Tre minuti più tardi, per fortuna, avevo colmato la distanza. Red era al mio fianco sinistro, a soli ottocento metri. Fece rapporto a Gelatina, che udimmo ruggire soddisfatto, rivolto all’intero squadrone: — Il cerchio è chiuso, ma il segnale non è ancora arrivato. Avanzare lentamente al centro e completare l’azione di disturbo, distruggendo quello che resta. Ma attenti ai compagni che avete di fianco. Non abbattete anche loro. Ottimo lavoro, finora, perciò non rovinate tutto. Squadrone! Per squadre… adunata!

Pareva un ottimo lavoro anche a me, nel complesso: la città era quasi tutta in fiamme e, sebbene fosse ormai pieno giorno, risultava difficile stabilire se fosse meglio procedere a occhio nudo o con i visualizzatori, tanto il fumo era denso.

Johnson, il nostro caposquadra, ordinò: — Seconda squadra, appello!

Gli feci eco: — Pattuglie Quattro, Cinque e Sei… appello! — La varietà di circuiti messi a nostra disposizione dai nuovi apparecchi di comunicazione semplificava molto le cose. Gelatina poteva parlare con tutti, fanti e capisquadra, un caposquadra poteva chiamare l’intera squadra e i suoi graduati, e lo squadrone poteva adunarsi impiegando la metà del tempo, cosa essenziale quando i secondi sono preziosi. Ascoltavo la pattuglia Quattro rispondere all’appello, e intanto facevo l’inventario delle munizioni che mi restavano lanciando una bomba verso un pelleossa sbucato da un angolo. Il ridicolo spilungone sparì e io schizzai altrove. “Completare l’azione di disturbo” aveva ordinato Gelatina”.

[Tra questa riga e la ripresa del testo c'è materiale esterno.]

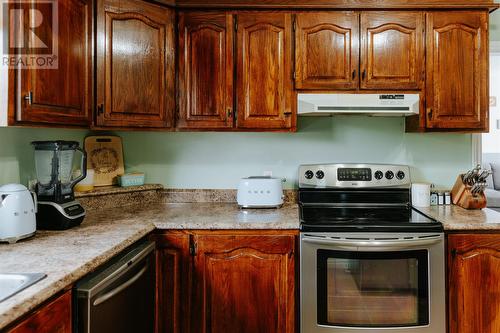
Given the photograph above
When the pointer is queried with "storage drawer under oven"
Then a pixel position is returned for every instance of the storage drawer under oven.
(373, 282)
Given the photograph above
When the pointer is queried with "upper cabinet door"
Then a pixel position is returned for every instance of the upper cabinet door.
(60, 96)
(136, 64)
(457, 70)
(327, 50)
(392, 50)
(264, 71)
(205, 70)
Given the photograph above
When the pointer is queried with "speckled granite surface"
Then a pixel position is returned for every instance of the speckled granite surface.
(455, 218)
(67, 256)
(202, 195)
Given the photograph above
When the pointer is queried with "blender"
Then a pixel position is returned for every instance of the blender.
(54, 161)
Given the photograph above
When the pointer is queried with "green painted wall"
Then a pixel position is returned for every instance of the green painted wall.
(218, 160)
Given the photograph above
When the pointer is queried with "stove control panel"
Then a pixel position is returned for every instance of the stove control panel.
(353, 175)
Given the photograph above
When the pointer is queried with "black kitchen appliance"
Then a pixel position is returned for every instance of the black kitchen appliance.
(369, 260)
(55, 171)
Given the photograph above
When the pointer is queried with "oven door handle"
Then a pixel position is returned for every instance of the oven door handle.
(375, 244)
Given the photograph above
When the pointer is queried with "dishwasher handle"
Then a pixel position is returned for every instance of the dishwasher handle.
(120, 288)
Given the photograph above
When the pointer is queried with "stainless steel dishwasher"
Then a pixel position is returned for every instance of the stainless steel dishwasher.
(121, 296)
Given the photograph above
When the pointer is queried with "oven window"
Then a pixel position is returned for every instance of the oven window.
(373, 289)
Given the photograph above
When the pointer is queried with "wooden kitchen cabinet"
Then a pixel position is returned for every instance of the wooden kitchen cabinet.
(473, 287)
(457, 70)
(326, 50)
(264, 85)
(54, 317)
(205, 70)
(135, 64)
(392, 50)
(173, 281)
(63, 95)
(226, 281)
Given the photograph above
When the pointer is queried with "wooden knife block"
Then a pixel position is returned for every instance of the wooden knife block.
(461, 196)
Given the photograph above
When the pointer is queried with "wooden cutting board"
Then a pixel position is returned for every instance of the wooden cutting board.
(105, 156)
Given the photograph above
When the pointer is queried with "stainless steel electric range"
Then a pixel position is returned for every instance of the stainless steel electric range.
(369, 261)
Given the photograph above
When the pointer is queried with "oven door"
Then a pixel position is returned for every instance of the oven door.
(372, 282)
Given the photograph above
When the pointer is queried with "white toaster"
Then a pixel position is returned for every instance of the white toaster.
(17, 213)
(260, 192)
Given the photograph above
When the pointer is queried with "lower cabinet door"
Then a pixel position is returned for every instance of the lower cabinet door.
(474, 283)
(243, 283)
(172, 269)
(55, 317)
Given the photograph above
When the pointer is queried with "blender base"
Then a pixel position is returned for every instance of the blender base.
(54, 216)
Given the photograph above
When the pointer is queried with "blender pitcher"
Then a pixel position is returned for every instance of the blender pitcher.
(54, 162)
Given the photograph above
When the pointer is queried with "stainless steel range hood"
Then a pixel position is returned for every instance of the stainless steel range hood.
(367, 104)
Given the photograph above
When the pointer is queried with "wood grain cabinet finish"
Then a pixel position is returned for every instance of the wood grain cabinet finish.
(206, 70)
(392, 50)
(326, 50)
(54, 317)
(457, 70)
(244, 283)
(60, 96)
(135, 64)
(264, 85)
(474, 288)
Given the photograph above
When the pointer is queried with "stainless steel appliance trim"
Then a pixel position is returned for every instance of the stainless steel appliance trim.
(120, 288)
(308, 282)
(128, 264)
(12, 240)
(330, 176)
(375, 244)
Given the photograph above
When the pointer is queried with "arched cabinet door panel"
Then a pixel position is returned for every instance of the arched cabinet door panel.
(60, 94)
(457, 70)
(244, 283)
(474, 288)
(327, 50)
(136, 64)
(205, 70)
(264, 86)
(392, 50)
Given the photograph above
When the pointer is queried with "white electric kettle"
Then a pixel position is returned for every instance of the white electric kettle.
(17, 213)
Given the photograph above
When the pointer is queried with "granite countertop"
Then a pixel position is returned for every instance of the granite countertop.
(67, 256)
(456, 218)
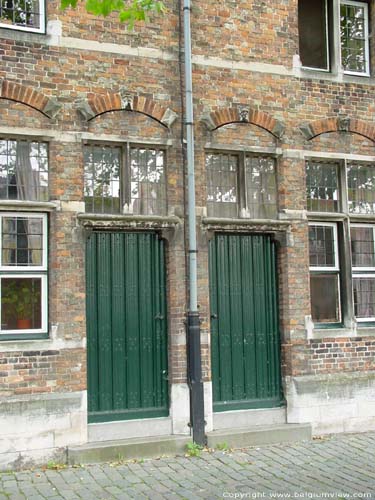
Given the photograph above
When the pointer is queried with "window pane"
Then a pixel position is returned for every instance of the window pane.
(324, 290)
(21, 303)
(20, 12)
(148, 186)
(22, 241)
(261, 187)
(362, 241)
(322, 187)
(222, 172)
(361, 188)
(364, 297)
(23, 170)
(353, 37)
(322, 246)
(102, 179)
(312, 25)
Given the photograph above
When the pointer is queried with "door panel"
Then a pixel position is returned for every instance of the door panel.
(126, 326)
(245, 345)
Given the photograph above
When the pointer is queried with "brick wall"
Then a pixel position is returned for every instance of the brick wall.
(36, 372)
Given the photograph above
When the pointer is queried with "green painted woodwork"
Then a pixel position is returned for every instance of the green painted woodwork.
(126, 326)
(245, 341)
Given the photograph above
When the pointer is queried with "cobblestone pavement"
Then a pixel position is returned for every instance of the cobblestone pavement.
(336, 467)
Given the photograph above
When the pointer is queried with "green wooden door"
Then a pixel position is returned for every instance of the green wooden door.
(245, 346)
(126, 326)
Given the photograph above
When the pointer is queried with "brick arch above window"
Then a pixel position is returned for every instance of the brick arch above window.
(341, 124)
(98, 104)
(227, 116)
(29, 96)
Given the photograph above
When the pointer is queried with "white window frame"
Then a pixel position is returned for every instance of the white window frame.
(27, 215)
(335, 268)
(328, 68)
(363, 5)
(364, 272)
(42, 16)
(28, 272)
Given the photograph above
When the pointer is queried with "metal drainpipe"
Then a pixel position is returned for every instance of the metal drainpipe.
(193, 323)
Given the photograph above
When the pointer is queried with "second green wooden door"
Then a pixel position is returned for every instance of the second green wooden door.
(245, 347)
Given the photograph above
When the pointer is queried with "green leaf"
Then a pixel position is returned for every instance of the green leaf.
(128, 11)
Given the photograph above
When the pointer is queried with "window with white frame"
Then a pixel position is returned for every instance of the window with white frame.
(319, 20)
(23, 274)
(363, 265)
(324, 273)
(23, 170)
(24, 15)
(241, 185)
(338, 191)
(125, 179)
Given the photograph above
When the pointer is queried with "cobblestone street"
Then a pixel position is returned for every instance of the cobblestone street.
(336, 467)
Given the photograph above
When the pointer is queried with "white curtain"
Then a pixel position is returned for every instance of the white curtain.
(26, 178)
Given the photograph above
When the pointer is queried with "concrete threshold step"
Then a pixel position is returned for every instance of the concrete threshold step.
(126, 449)
(261, 435)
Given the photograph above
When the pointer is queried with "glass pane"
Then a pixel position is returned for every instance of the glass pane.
(148, 183)
(23, 170)
(312, 25)
(362, 241)
(324, 291)
(102, 179)
(21, 307)
(22, 241)
(364, 297)
(261, 187)
(222, 172)
(322, 187)
(20, 12)
(322, 246)
(353, 38)
(361, 188)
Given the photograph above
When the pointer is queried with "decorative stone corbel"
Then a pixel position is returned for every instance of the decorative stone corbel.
(306, 131)
(169, 117)
(127, 101)
(52, 108)
(208, 121)
(244, 115)
(85, 110)
(343, 123)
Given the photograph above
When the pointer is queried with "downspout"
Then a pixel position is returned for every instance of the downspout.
(193, 319)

Ci fu un attimo di silenzio durante l’appello della Quattro, finché il capopattuglia non si ricordò che spettava a lui rispondere al posto di Jenkins. La pattuglia Cinque filò via che era una bellezza, cominciavo a sentirmi molto più tranquillo quando, anche nella pattuglia di Ace, l’appello si interruppe dopo il numero quattro.

Chiamai: — Ace, dov’è Dizzy?

— Zitto — disse lui. — Numero sei, segnalare la propria presenza.

— Sei! — rispose Smith.

— Sette!

— Pattuglia Sei, manca Flores — terminò Ace. — Il capopattuglia si allontana in perlustrazione.

— Un uomo assente — riferii a Johnson. — Flores, pattuglia Sei.

— Assente o morto?

— Non lo so. Il capopattuglia e il vicecaposquadra si allontanano per cercarlo.

— Johnnie, lascia che ci vada solo Ace.

Non sentii e perciò non risposi. Percepii, invece, la voce di Johnson che riferiva a Gelatina, che in risposta imprecò. Ora, intendiamoci, non è che volessi guadagnarmi una medaglia, ma tocca proprio al vicecaposquadra andare in cerca dei dispersi: è lui il segugio, l’ultimo a mettersi in salvo, l’uomo sacrificabile. Il capopattuglia ha altro da fare, mentre, come ormai avrete capito, il vicecaposquadra non è affatto necessario finché il caposquadra è vivo.

In quel preciso istante mi sentivo decisamente sacrificabile, anzi quasi sacrificato poiché mi stava giungendo il più dolce suono dell’universo: il segnale. La lancia che doveva portarci a bordo stava per atterrare. Ancora qualche istante e avrei sentito suonare la ritirata. Il segnale è un razzo robot che viene lanciato a terra dalla lancia, si conficca nel terreno e inizia a diffondere quella musichetta tanto gradita. La lancia atterra automaticamente sopra il razzo tre minuti dopo, ed è meglio tenersi pronti perché l’autobus non aspetta, e dopo quello non ne partono altri.